Nel frattempo, nel luglio 2015 la Corte di Cassazione ha dato ragione al Comune di Livorno, che aveva presentato ricorso contro il mancato pagamento delle tasse sugli immobili da parte di due scuole gestite da enti religiosi (concetto ribadito con un’ulteriore ordinanza favorevole al Comune di Orvieto contro un istituto religioso e, nel 2017, al Comune di Cagliari contro un altro istituto religioso). Mostrando così platealmente quanto estesa sia l’area di evasione.
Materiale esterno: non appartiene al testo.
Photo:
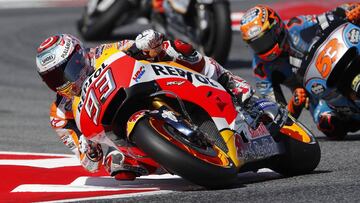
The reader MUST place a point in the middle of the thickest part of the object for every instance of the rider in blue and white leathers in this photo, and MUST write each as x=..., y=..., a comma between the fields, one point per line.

A Roma, ha scritto il Corriere della Sera, un albergo su quattro è di proprietà ecclesiastica, ma solo il 40% vi paga le relative tasse: non solo quelle sulla proprietà e i rifiuti, ma persino quelle di soggiorno. Tutto questo nonostante gli elevati prezzi praticati, come confermato da testate politicamente agli antipodi quali Left e Il Tempo. L’arretrato per tali beni, secondo l’Agenzia delle Entrate, nella capitale ammonta a diciannove milioni di euro. Il fenomeno è talmente diffuso da aver dato lo spunto per il soggetto di una commedia cinematografica, Io c’è.

Riteniamo pertanto legittimo, in attesa di un’effettiva applicazione di imposte sui beni ecclesiastici a destinazione parzialmente commerciale o, più probabilmente, dell’avvio di una nuova fase di contenzioso tra amministrazioni locali ed enti ecclesiastici, continuare a stimare l’area di imposizione in almeno 600 milioni di euro di mancati introiti per le casse pubbliche.

Dal 2014 è inoltre entrata in vigore la Tasi, che affianca a sua volta l’Imu. A essa è stata accorpata la tassa sui rifiuti (Tari), e l’esenzione che era a discrezione dei comuni è diventata quindi legge nazionale, il cui beneficio aggiuntivo è stimabile in almeno venti milioni.